Tim Peake, a British astronaut, has become only one of two people to have ever completed a marathon in space, the other being American Sunita Williams, who achieved the feat back in 2007. He completed the marathon aboard the space station’s treadmill and started at 1000 hours GMT just as the 33,000 participants started below in his native country below and finished it in an impressive time of 3:18:50. He had previously completed the marathon only once back in 1999, and since he was in space with less gravity, he needed to be much more resilient to finish this one!
The T2 treadmill that he used is specifically designed to create a realistic experience just like on Earth itself. It works in such a way that the shaking of the rest of the station is avoided and while the user has to employ enough downward force simulating the running on Earth. So, if you think he floated his way across the marathon, you are dead wrong!
What made it even more challenging for Peake is that he had already undergone 18 weeks worth of muscle and bone loss while orbiting the Earth. In space, the microgravity affects astronauts more than anything, and recent experiments have showed us how much the human body can suffer while in the orbit.
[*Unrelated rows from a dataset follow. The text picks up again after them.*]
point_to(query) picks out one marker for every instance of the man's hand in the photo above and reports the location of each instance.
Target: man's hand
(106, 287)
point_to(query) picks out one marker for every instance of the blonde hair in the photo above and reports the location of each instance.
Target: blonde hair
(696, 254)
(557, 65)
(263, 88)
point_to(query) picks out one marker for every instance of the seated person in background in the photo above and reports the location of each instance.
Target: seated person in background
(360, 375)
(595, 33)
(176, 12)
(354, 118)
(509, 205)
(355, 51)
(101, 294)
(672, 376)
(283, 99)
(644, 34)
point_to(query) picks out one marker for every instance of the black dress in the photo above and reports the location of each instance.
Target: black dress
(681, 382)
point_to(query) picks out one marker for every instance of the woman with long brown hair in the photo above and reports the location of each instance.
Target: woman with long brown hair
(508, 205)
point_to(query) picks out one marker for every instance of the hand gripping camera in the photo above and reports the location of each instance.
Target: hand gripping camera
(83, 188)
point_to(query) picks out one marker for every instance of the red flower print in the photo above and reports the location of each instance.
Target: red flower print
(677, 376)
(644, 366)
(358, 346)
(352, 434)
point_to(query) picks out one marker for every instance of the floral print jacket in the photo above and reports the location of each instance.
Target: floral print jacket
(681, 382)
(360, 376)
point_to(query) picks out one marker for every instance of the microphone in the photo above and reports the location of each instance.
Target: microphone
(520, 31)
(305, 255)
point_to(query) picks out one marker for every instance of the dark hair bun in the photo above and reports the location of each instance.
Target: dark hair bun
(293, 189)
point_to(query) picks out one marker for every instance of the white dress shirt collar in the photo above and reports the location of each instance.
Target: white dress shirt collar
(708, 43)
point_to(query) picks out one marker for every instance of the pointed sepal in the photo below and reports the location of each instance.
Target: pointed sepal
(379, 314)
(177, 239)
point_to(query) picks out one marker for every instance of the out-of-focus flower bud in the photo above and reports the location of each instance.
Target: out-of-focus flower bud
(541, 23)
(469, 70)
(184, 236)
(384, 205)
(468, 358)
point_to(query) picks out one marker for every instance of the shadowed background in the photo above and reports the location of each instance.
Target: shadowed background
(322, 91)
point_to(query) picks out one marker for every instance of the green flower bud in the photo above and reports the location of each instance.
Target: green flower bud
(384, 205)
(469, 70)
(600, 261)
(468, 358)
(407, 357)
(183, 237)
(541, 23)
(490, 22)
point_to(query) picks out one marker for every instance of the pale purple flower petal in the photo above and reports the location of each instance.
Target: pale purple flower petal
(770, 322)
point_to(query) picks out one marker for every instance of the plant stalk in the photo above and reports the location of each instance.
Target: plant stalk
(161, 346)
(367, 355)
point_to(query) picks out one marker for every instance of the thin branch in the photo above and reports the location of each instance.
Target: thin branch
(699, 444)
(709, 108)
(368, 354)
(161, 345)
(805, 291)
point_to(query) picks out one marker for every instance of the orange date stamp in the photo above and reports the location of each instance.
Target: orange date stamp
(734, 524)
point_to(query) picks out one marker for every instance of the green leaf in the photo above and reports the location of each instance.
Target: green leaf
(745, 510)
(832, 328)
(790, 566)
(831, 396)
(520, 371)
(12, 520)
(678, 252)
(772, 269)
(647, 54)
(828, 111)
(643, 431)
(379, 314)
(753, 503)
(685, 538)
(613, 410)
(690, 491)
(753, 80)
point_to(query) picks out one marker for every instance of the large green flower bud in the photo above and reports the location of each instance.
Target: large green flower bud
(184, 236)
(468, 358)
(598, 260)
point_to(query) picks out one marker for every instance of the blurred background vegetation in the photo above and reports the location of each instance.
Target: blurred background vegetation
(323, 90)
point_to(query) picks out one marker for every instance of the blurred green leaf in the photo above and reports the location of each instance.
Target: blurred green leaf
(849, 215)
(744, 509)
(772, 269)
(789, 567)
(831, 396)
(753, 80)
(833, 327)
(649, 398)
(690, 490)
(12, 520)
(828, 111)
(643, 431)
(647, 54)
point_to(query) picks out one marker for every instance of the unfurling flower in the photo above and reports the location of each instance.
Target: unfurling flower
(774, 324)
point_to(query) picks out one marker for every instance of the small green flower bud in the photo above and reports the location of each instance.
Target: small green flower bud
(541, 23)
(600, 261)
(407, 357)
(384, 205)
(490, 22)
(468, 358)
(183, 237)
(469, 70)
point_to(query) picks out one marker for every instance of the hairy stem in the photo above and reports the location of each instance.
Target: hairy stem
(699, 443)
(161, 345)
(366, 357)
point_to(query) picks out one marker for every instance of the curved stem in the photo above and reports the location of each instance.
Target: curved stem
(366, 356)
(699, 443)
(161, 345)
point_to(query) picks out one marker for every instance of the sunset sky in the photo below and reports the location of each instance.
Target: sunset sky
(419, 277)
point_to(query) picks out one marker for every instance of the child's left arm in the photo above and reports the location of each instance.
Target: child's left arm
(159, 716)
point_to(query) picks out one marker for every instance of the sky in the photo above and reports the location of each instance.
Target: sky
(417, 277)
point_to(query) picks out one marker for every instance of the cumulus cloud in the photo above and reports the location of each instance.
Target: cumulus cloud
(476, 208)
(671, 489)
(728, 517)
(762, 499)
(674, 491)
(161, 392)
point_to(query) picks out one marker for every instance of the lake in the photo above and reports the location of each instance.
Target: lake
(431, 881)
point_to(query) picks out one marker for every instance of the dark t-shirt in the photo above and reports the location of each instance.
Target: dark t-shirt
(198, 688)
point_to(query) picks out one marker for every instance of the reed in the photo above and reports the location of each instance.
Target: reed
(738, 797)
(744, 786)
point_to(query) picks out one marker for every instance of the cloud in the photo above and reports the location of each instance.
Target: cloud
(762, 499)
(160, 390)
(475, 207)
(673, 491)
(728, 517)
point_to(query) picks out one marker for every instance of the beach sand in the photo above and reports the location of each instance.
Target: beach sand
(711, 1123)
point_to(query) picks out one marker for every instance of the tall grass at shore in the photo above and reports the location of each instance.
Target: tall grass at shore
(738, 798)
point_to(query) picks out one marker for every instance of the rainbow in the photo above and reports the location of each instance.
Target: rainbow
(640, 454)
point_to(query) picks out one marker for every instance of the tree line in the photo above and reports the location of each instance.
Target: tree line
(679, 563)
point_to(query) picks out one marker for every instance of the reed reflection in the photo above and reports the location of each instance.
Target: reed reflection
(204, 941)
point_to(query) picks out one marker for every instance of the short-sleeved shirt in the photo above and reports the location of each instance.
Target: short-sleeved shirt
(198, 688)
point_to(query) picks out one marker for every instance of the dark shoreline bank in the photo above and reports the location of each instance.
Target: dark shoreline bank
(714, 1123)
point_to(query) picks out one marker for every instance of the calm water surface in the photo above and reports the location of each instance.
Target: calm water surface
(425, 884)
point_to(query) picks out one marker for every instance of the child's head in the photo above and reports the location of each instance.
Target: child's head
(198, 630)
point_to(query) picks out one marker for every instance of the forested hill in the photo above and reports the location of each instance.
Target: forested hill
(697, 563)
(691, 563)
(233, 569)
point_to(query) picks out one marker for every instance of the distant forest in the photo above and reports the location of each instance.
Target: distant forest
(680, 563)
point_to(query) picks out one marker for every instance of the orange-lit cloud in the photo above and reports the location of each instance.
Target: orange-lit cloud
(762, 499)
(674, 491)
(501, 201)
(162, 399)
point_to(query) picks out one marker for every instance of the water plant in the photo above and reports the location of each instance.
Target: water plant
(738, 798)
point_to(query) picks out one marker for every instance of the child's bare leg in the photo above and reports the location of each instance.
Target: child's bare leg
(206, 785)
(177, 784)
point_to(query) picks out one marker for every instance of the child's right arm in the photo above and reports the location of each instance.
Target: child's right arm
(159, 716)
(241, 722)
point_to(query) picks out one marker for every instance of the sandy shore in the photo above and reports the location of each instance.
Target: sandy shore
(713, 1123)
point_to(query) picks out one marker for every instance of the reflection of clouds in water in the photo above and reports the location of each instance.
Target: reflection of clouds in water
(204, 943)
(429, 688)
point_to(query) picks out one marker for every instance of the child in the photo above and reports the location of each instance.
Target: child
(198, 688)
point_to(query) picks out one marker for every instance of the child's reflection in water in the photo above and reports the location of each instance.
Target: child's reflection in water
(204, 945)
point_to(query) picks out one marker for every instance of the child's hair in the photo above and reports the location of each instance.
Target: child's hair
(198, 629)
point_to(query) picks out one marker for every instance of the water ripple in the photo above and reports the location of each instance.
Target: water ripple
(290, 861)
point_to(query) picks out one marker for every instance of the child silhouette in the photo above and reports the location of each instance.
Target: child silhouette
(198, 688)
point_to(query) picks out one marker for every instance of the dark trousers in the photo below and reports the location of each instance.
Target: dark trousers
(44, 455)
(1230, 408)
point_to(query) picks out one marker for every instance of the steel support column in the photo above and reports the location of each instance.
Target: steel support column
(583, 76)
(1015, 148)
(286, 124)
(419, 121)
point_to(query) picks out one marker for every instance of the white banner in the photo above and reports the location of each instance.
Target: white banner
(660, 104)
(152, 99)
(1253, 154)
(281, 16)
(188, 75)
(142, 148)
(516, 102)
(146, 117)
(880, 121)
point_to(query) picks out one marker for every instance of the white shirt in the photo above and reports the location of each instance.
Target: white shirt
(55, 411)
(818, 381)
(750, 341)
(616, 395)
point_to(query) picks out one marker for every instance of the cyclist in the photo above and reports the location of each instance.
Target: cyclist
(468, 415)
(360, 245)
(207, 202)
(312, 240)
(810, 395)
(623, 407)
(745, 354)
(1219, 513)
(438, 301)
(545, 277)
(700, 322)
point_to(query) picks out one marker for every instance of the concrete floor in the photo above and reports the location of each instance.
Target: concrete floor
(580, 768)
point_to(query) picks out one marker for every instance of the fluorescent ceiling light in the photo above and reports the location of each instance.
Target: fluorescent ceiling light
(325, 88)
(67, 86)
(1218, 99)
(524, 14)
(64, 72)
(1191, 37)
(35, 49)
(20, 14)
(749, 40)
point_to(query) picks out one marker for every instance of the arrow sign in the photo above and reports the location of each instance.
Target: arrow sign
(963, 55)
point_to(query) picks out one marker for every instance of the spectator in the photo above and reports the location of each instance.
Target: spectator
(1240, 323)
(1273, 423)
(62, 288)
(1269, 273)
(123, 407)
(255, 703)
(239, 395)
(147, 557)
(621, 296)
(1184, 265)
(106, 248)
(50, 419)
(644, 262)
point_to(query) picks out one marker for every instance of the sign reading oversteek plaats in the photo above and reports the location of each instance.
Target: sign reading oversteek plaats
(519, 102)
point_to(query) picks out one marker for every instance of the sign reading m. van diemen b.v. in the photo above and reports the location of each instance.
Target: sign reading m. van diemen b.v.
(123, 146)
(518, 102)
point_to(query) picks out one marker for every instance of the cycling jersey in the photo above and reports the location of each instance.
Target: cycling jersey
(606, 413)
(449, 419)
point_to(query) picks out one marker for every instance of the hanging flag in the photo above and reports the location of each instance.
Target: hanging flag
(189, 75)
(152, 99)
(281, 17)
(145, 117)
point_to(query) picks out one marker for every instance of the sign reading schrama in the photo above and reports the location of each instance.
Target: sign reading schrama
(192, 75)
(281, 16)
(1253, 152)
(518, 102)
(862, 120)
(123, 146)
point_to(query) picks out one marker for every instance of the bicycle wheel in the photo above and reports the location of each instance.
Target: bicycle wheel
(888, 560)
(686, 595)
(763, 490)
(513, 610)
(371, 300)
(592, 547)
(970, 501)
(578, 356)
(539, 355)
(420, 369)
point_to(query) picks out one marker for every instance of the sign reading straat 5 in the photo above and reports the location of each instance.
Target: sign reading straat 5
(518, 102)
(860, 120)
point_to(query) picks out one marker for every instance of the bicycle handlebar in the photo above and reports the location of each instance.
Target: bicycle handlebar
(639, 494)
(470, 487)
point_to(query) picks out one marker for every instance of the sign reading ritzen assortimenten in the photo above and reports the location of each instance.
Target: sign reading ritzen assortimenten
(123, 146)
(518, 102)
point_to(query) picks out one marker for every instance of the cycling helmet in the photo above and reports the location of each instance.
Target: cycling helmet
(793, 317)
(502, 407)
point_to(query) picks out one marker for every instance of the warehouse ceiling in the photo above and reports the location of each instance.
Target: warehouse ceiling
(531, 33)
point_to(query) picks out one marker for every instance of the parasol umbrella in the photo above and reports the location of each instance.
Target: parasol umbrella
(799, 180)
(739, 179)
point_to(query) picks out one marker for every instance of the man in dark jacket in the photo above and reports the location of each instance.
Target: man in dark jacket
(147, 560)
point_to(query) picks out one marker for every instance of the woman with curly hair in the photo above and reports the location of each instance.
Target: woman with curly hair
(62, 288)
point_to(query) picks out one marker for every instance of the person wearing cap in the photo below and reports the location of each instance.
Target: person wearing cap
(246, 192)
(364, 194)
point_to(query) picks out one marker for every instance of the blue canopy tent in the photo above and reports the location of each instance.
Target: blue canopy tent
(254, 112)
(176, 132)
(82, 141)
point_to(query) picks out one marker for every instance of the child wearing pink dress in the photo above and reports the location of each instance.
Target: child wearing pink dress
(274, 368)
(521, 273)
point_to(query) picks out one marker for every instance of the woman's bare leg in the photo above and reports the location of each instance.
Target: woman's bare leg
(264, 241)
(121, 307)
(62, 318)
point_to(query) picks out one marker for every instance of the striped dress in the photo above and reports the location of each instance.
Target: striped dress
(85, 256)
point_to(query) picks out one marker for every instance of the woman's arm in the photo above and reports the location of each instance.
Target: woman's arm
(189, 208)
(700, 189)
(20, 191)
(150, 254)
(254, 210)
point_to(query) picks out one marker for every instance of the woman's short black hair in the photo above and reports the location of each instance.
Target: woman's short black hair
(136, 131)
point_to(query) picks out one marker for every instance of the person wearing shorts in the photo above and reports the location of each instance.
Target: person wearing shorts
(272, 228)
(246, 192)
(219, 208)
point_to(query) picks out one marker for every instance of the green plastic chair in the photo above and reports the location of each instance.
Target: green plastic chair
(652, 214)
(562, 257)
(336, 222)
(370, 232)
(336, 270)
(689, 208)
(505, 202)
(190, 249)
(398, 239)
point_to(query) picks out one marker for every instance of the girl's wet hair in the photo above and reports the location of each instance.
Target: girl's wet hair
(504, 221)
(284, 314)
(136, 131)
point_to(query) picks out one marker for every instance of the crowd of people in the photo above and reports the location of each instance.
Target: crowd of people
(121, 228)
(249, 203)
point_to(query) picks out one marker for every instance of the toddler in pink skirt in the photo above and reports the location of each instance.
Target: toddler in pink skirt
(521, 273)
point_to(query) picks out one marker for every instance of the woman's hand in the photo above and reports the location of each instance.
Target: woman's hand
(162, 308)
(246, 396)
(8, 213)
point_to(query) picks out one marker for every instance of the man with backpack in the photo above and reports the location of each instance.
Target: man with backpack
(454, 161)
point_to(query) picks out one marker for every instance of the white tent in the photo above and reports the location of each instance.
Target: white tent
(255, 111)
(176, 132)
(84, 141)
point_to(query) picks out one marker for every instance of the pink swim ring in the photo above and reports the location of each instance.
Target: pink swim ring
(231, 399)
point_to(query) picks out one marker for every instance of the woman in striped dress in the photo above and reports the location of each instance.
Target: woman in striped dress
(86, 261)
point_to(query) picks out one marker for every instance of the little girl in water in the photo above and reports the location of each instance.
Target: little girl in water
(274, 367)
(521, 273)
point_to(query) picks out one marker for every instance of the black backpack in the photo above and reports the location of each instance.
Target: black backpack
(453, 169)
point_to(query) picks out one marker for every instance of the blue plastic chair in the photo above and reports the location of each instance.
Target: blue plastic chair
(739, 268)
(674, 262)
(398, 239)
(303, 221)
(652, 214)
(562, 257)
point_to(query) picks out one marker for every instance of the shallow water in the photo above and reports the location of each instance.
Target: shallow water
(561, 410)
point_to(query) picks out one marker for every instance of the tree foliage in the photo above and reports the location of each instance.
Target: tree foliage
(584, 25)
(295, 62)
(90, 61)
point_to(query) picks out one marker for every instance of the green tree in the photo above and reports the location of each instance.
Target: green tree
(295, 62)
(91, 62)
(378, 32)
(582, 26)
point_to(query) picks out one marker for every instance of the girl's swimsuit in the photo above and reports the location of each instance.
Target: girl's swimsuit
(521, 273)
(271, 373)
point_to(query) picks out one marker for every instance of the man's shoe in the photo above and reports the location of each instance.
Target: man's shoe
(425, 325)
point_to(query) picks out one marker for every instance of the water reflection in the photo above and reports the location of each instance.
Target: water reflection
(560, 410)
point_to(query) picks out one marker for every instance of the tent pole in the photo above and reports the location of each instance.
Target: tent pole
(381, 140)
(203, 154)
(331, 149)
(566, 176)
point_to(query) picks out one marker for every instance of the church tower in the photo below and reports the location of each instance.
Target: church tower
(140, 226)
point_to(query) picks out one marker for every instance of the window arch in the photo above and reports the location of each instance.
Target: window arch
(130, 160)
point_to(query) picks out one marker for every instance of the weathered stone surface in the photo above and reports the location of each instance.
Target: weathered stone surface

It is also one of the prime reasons why longer space odysseys like the trip to Mars are still a far cry because we don’t know to what extent the body can get damaged over the years of travelling it will require to reach that planet. Probably a lot and certainly a return trip is not possible with this level of deterioration.
To complete the marathon, Peake had adhered to a strict diet and exercise regime onboard the space station. Originally, when he started out he wanted to complete the marathon at a fixed 7.5 mph speed (12 Km/h). But, as his shoulder straps began to weigh in, he had to increase his speed to save his shoulders from fatigue. He also planned to see a live coverage of the event while he was doing his own run using the RunSocial app and sort of formed a connection between him and other runners in London. He eventually finished it in 3:35:21 hours and achieved his objective.